Tomasz Skory: Dzięki czemu można było zwyciężyć komunizm? Dzięki temu, że Jan Paweł II wiedział po prostu jak jest za „żelazną kurtyną”, czyli wiedział coś, czego nie wiedział żaden z jego poprzedników?

Andrzej Grajewski: Tak. To jest oczywiście bardzo istotne doświadczenie, ponieważ Ojciec Święty wiedział, że komunizm to nie jest siła idei a siła przemocy. Na Zachodzie wtedy i dzisiaj były swego rodzaju zakłamane przekonania, że socjalizm jest siłą dzięki swej atrakcyjności ideowej i dzięki temu, że stanowi alternatywę dla rozwoju ludzkości. Karol Wojtyła, a potem Jan Paweł II, wiedział, że nie jest to alternatywa, że jest to fałszywa droga. Z taką diagnozą przyjechał już do Rzymu. Napisał to wprost w swej książce „Pamięć i tożsamość”. To dawało mu rozeznanie, gdzie są najważniejsze źródła siły przemiany tego systemu. Tym źródłem był naród, lud i do niego kierował przesłanie, a nie jak to było wcześniej, gdy próbował kunsztownej gry w ramach tak zwanej dyplomacji z rządzącymi. Oczywiście tego on również nie lekceważył, przecież twórca polityki wschodniej kardynał Casaroli dalej realizował swoje misje. Potem został nawet sekretarzem stanu, ale jednocześnie zmieniły się wektory tych działań. Jeżeli w poprzednim okresie punktem odniesienia byli rządzący, to od czasów Jana Pawła II punktem odniesienia był naród. W czasie wizyty w Polsce Jan Paweł II mówił do narodu, a nie do Gierka czy do KC. Na tym polegała ta jakościowa przemiana. To samo było w czasie wszystkich innych wystąpień do przedstawicieli Europy Środkowej, do biskupów, którzy przyjeżdżali. On im dawał silne oparcie: „Musicie być silni. Musicie dawać świadectwo, a ja was w każdej chwili obronię.” Jeszcze jedna istotna zmiana w polityce watykańskiej: w poprzednim okresie Paweł VI dopuszczał sytuację, że wyświecani na biskupów byli ludzie, co do których jakości sama Stolica Apostolska nie była przekonana. Uznano, że mniejszym złem jest słaby biskup niż sytuacja, żeby biskupa w ogóle nie było. Jan Paweł II przyjął zasadę, że lepiej, aby ten wakat się przedłużał, niż gdyby funkcję biskupa sprawował ktoś, kto ten urząd pełni w sposób niegodny. Dlatego, np. nie było w pewnym okresie nominacji w całej Europie Środkowo-Wschodniej, zwłaszcza w Czechosłowacji. Nie było biskupów, ponieważ władza chciała wysuwać księży, którzy byli z ruchu „księży patriotów”, a Stolica Apostolska powiedziała „nie”. Dzisiaj ten bilans uwzględniający poprzednie decyzje jest trudny, skomplikowany. Jan Paweł II powiedział: „Nie. Przede wszystkim musi być świadectwo. Biskup musi być człowiekiem Kościoła od początku do końca.” Wierni widząc takiego biskupa, oczywiście mieli inne oparcie.
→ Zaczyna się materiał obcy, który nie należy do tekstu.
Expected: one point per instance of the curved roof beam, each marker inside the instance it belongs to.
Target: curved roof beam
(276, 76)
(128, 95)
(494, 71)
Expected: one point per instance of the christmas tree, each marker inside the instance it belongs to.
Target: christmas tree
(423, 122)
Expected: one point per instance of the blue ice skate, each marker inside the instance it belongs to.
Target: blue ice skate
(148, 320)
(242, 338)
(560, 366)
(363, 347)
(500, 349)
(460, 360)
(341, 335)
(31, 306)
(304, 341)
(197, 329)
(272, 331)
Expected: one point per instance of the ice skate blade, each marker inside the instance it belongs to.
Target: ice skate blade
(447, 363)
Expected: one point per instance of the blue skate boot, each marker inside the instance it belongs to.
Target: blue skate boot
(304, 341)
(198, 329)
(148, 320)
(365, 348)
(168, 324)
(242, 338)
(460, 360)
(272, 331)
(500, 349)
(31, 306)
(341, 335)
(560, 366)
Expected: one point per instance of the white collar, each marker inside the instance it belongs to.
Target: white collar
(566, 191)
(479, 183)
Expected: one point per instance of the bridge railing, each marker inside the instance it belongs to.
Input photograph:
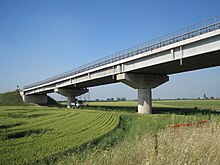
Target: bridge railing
(182, 34)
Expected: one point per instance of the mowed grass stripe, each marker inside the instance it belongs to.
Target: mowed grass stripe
(76, 130)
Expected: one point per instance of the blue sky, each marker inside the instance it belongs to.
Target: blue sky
(42, 38)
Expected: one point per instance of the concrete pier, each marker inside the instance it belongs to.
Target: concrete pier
(143, 83)
(144, 101)
(71, 94)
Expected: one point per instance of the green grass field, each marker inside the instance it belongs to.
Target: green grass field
(36, 134)
(199, 104)
(108, 133)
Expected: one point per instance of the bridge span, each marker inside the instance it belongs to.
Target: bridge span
(142, 67)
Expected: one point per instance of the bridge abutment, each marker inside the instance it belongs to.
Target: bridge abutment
(35, 98)
(144, 84)
(71, 94)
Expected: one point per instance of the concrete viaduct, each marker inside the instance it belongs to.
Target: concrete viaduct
(142, 67)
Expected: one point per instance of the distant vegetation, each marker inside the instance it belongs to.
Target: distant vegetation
(109, 133)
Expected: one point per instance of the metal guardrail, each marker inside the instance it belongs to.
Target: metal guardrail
(182, 34)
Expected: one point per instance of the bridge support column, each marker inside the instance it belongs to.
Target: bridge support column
(71, 94)
(144, 83)
(144, 101)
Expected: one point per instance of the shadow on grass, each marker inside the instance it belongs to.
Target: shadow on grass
(158, 110)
Tomasz Skory: Tak, być może demontaż komunizmu udał się też dzięki zawstydzaniu Zachodu, bo za czasów Jana Pawła II Kościół był jedyną potężną instytucją świata – otwarcie, choć uparcie było to przemilczane - występującą przeciwko jałtańskiemu podziałowi świata i Europy, takiemu podziałowi, na który Europa Zachodnia się godziła?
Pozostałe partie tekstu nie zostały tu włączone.